In the "Non-logical symbols" section of Wikipedia, it states:
A predicate symbol (or relation symbol) with some valence (or arity, number of arguments) greater than or equal to 0. These are often denoted by uppercase letters P, Q, R,...
I believe I understand why predicate symbols, in general, are "non-logical", but correct me if I'm wrong:
A predicate symbol with arity N is also known as a relation symbol and as such, it denotes a non-logical mathematical object -- a class of relationships each between N objects. This class is devoid of any "logical" interpretation, i.e. any notion of truth, prior to a model theoretic interpretation.
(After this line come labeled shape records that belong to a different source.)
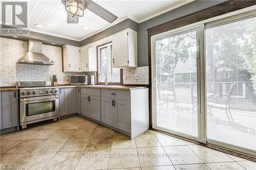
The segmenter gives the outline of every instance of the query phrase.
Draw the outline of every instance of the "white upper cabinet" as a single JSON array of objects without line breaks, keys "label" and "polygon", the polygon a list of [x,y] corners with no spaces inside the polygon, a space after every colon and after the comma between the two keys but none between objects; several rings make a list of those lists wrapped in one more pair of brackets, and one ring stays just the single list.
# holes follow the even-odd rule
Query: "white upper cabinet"
[{"label": "white upper cabinet", "polygon": [[88,64],[88,46],[84,45],[81,47],[81,71],[87,71],[89,70]]},{"label": "white upper cabinet", "polygon": [[81,71],[97,71],[97,48],[88,48],[88,45],[81,47]]},{"label": "white upper cabinet", "polygon": [[63,46],[63,66],[65,72],[80,72],[80,48],[65,45]]},{"label": "white upper cabinet", "polygon": [[112,62],[114,68],[137,67],[137,32],[130,29],[112,36]]}]

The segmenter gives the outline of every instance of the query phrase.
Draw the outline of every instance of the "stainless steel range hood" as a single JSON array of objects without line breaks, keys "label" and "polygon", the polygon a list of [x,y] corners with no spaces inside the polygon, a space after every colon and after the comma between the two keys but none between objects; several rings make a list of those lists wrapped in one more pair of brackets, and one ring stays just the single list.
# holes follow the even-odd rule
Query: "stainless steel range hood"
[{"label": "stainless steel range hood", "polygon": [[29,52],[16,63],[41,65],[54,64],[53,61],[42,53],[42,42],[31,39],[29,40]]}]

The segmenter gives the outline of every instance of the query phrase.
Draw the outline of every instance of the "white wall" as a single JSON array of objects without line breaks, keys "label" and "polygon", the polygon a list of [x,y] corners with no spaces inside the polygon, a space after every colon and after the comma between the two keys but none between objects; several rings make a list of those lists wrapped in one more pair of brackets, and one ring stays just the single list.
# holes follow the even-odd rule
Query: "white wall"
[{"label": "white wall", "polygon": [[[54,65],[16,64],[17,60],[28,52],[28,46],[27,41],[0,37],[0,87],[15,86],[16,81],[49,81],[53,75],[57,75],[58,84],[68,84],[67,77],[83,74],[62,72],[61,48],[52,45],[43,44],[42,53],[52,60]],[[148,84],[148,66],[124,68],[123,73],[124,84]],[[136,74],[139,79],[134,79]]]},{"label": "white wall", "polygon": [[[135,79],[138,75],[138,79]],[[123,84],[148,85],[148,66],[137,68],[124,68],[123,70]]]}]

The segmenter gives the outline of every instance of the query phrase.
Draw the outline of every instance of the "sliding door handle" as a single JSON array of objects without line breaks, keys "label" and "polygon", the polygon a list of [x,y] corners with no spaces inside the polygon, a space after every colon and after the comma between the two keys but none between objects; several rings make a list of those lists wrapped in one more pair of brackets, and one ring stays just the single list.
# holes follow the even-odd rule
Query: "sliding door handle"
[{"label": "sliding door handle", "polygon": [[156,78],[154,78],[153,79],[153,88],[155,88],[156,87],[156,85],[157,84],[157,82],[156,82]]}]

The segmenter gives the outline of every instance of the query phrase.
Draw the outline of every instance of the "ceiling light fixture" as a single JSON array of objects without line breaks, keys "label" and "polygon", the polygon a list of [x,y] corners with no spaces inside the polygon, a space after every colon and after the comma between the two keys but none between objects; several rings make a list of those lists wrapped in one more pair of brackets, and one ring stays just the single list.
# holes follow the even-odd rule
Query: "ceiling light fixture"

That being the case, it would seem that the most parsimonious denotation of a predicate with arity N=0 would also be a non-logical object -- that is it would denote a constant of the language, rather than denoting logical meaning, i.e. truth (again, as it is prior to a model).
However, continuing the quotation:
Relations of valence 0 can be identified with propositional variables. For example, P, which can stand for any statement.
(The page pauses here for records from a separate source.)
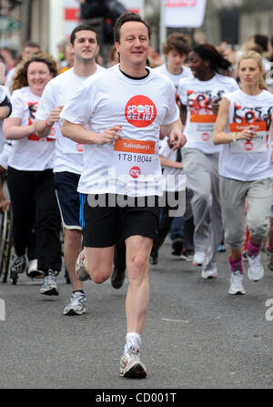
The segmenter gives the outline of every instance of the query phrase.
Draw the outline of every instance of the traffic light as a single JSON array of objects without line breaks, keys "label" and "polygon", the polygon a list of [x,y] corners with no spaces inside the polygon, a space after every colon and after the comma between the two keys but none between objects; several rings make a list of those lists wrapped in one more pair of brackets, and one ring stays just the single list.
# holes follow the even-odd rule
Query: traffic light
[{"label": "traffic light", "polygon": [[117,0],[86,0],[81,5],[81,19],[102,18],[104,43],[112,44],[116,20],[126,11],[126,9]]}]

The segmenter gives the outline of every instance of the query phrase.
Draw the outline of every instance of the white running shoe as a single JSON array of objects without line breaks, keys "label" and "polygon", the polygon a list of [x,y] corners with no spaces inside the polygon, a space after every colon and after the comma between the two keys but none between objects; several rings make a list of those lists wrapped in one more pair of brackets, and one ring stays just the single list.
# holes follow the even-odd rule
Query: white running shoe
[{"label": "white running shoe", "polygon": [[52,270],[48,270],[47,276],[45,277],[42,284],[40,294],[45,295],[59,295],[56,286],[56,273]]},{"label": "white running shoe", "polygon": [[264,268],[260,263],[260,254],[258,256],[248,256],[248,276],[250,281],[259,281],[264,277]]},{"label": "white running shoe", "polygon": [[230,276],[230,287],[228,294],[246,294],[246,290],[243,286],[244,275],[240,270],[233,271]]},{"label": "white running shoe", "polygon": [[86,250],[84,249],[78,255],[76,262],[76,275],[80,281],[86,281],[86,280],[91,280],[85,266],[86,257]]},{"label": "white running shoe", "polygon": [[130,378],[145,378],[147,370],[144,363],[140,361],[139,351],[131,347],[120,361],[119,376]]},{"label": "white running shoe", "polygon": [[203,266],[206,261],[205,251],[196,251],[193,257],[192,263],[194,266]]},{"label": "white running shoe", "polygon": [[211,270],[205,270],[203,267],[201,271],[201,277],[202,279],[217,279],[217,270],[216,267],[214,267]]},{"label": "white running shoe", "polygon": [[36,277],[40,277],[40,278],[41,277],[45,277],[44,276],[44,272],[40,271],[38,270],[38,260],[37,260],[37,259],[35,259],[33,260],[29,260],[29,262],[28,262],[28,269],[27,269],[26,274],[31,279],[35,279]]},{"label": "white running shoe", "polygon": [[70,303],[66,305],[64,315],[82,315],[86,312],[86,297],[80,291],[73,292]]}]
While I understand that function symbols of 0-arity serve as constant symbols in FOL, function symbols seem superfluous, a mere convenience, since their purpose is to denote structured objects and structure obtains through relationships between objects and such relationships are denoted by predicates.
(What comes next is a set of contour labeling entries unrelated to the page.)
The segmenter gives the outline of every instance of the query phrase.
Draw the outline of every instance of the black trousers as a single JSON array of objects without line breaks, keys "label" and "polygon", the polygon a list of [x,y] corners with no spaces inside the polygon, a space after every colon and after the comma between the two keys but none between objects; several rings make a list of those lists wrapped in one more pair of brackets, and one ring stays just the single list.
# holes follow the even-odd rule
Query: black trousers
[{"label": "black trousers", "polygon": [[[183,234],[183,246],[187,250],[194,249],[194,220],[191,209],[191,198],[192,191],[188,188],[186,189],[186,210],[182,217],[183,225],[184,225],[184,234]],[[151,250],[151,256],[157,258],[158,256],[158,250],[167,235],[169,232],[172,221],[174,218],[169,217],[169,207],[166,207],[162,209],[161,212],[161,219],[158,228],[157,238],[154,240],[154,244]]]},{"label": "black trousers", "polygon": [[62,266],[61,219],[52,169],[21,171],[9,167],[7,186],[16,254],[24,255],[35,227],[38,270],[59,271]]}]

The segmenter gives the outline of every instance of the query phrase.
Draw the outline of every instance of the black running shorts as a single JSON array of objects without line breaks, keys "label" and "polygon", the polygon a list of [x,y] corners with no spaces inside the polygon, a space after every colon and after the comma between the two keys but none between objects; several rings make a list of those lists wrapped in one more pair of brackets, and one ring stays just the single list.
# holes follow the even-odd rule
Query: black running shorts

Moreover, Quine goes so far as to render superfluous even the necessity of named constants by appropriately quantifying 1-arity predicates standing in for such names, such as the object denoted by 'a' with the 1-arity predicate 'A':
(∃x)A(x) & ~ (∃x,y)(A(x) & A(y) & ~(x=y) )
...(This identity sign “=” here would either count as one of the simple predicates of the language or be paraphrased in terms of them.)]2
Indeed, Quine goes on to make the point:
The functors, again, are just convenient redundancy; they can all be dropped in favor of appropriate predicates, by an extension of the method by which we dropped names.